His years on Ariel had been an education all senses of the word. He’d learned so much at the school, but so much more from his new classmates. Classmates who’d seen his intelligence, his quality, his ambition and nurtured it. Polished him to a shine and delivered him to the world. Delivered him to this clean, bright place.
He’d been recruited for this job right out of school. He’d been awed when the letter came, boasted to all his friends, and waved his parents with the good news. They’d been… disappointed. They’d truly believed he’d come home, waste his central planet polish on that backwoods moon, waste his days working for the same company his father worked for, waste his nights impregnating whatever uneducated girl they chose for his wife.
Instead he was here. He was doing important work, work for the government. He was working with some of the finest minds in the central planets, in the entire Universe. He was working with the most advanced equipment he’d ever heard of and even some that he’d never seen before. He was being paid more in a single year than his father saw in a decade.
And he never had to return to the dustbowl town he grew up in. Now this… this was truly paradise.
Fandom: Firefly
Prompt: A Fool’s Paradise
Warnings: None
Rating: G
Word Count: 527
Summary: A clean, white place.
It was so clean and white here. Nothing like home… nothing like the place I’d grown up. Mother had tried. Probably she’d tried. She’d always been busy at the stove, always mixing up a big stew or porridge to keep the family, the extended family and the occasional wandering tramp well fed. And wasn’t that a pleasant thing to come home to after a long day at school – a smelly hobo grinning idiotically and shovelling mush into his toothless mouth.
And Father had been no help, really. Mother and the children had adored him, his booming voice and ready laugh and constant playfulness. He’d been a good provider, I suppose. There was always plenty to eat, and I couldn’t fault his concern for my education. I’d gotten the best schooling I could on our tiny moon, and Father had been the one who found the scholarship that got me off to university on Ariel. But he’d never managed to control himself, and Mother was always in the family way, with the babies stair stepping down year after year. They’d might have been well-off and well-respected, had Mother not been so trapped by the babies, had all the money not gone to feeding the small army Mother and Father had single-handedly brought into the world.
They’d cried real tears when he left, all of them waving frantically, Mother, Father and all his sibs. They’d told him he would do wonderfully, not to worry if he felt homesick. They’d told him it would be a short four years and then he’d be back home with them, as if that was supposed to cheer him up. As if that was what he dreamed of.
He said nothing, just smiled and waved back, knowing this would never be his home again. This might be their paradise, but he had nothing in common with those fools.
His years on Ariel had been an education all senses of the word. He’d learned so much at the school, but so much more from his new classmates. Classmates who’d seen his intelligence, his quality, his ambition and nurtured it. Polished him to a shine and delivered him to the world. Delivered him to this clean, bright place.

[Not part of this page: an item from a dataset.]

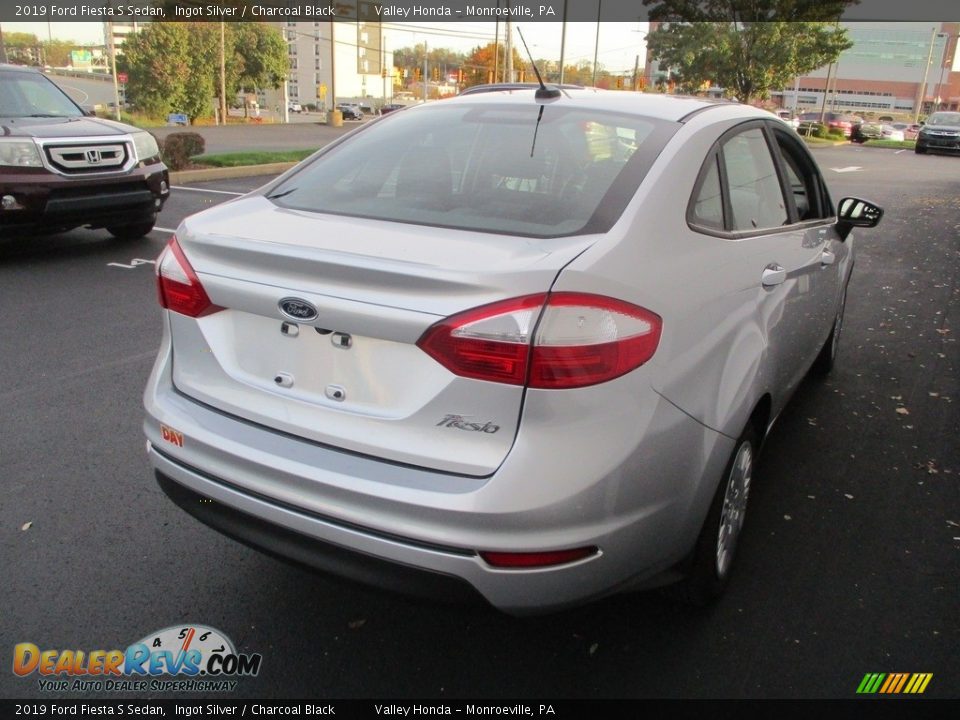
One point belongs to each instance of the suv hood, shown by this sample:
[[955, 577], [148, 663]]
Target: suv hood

He’d been recruited for this job right out of school. He’d been awed when the letter came, boasted to all his friends, and waved his parents with the good news. They’d been… disappointed. They’d truly believed he’d come home, waste his central planet polish on that backwoods moon, waste his days working for the same company his father worked for, waste his nights impregnating whatever uneducated girl they chose for his wife.
Instead he was here. He was doing important work, work for the government. He was working with some of the finest minds in the central planets, in the entire Universe. He was working with the most advanced equipment he’d ever heard of and even some that he’d never seen before. He was being paid more in a single year than his father saw in a decade.
And he never had to return to the dustbowl town he grew up in. Now this… this was truly paradise.